Gregor Sebastian, pakar China dari Merics Institute, mengatakan, bagi konsumen produk otomotif China, teknologi menggantikan kualitas tradisional sebagai alasan untuk melakukan pembelian. ”Industri otomotif Jerman kemungkinan tidak akan memainkan peran dominan yang sama di sektor mobil China seperti yang terjadi dalam 20 tahun terakhir,” kata Sebastian.
Kejar ketertinggalan
VW berupaya mengejar ketertinggalan. Bila yang dicari konsumen adalah kendaraan yang memiliki fitur atau teknologi kekinian, VW telah bekerja sama dengan dua perusahaan, yaitu Xpeng dari China dan Rivian dari AS. Dengan Xpeng, pabrikan otomotif di China, VW berniat mengembangkan beberapa kendaraan listrik anyar dengan teknologi baru untuk pasar global.
Sementara dengan Rivian, VW berencana mengembangkan peranti lunak untuk produk-produknya di masa depan. Nilai kemitraannya mencapai 5 miliar Euro. Kerja sama ini yang ditentang oleh Cavallo.
Dia mendesak Blume memberikan penjelasan mengenai nilai dan tujuan kerja sama ini yang dinilainya terlalu besar.
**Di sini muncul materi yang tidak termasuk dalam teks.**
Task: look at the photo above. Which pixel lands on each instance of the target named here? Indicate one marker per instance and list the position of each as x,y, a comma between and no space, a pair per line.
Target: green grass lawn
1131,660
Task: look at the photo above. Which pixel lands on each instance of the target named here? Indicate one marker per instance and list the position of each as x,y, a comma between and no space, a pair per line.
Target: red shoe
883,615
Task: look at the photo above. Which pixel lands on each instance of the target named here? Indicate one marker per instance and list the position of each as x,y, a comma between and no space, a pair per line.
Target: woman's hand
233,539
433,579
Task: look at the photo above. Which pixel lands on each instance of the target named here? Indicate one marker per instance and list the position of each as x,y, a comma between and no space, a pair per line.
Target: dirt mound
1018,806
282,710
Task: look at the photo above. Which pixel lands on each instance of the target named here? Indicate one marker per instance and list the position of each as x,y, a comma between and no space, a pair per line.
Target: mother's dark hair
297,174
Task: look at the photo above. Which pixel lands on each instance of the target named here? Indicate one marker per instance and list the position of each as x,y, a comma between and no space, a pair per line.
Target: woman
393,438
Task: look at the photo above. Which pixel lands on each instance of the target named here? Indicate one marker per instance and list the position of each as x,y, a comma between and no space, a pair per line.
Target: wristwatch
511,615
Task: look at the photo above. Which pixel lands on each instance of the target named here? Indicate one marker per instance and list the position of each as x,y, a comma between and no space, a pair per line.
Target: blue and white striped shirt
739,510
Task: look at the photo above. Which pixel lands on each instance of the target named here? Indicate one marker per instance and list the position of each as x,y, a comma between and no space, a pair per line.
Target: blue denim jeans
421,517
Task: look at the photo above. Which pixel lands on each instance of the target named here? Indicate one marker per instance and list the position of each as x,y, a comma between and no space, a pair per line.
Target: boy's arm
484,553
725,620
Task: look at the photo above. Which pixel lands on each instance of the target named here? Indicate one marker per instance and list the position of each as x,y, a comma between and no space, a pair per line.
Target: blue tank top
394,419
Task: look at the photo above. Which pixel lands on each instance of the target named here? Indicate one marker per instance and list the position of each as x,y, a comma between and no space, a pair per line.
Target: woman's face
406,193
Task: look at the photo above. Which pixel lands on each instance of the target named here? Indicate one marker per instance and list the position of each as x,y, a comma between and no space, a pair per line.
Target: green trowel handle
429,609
Pada saat yang sama, perusahaan membutuhkan ”penghematan”.
Baca juga: Eropa Semakin Pusing gara-gara Kendaraan Listrik China
Situasi yang dihadapi VW juga sebenarnya kini dirasakan oleh dua perusahaan lain, yakni BASF dan Thyssenkrupp. Pemangkasan tidak bisa dihindari oleh keduanya. Carsten Brzeski, Kepala Kebijakan Makro ING Global, mengatakan, situasi yang dihadapi sejumlah perusahaan besar di Jerman harus menjadi alarm bagi Pemerintah Jerman.
”Jika perusahaan industri besar seperti itu benar-benar harus memperketat program penghematan dan menutup pabrik, mungkin ini merupakan peringatan yang terlambat bahwa langkah-langkah kebijakan ekonomi yang diambil sejauh ini perlu ditingkatkan secara signifikan,” Brzeski. (Reuters)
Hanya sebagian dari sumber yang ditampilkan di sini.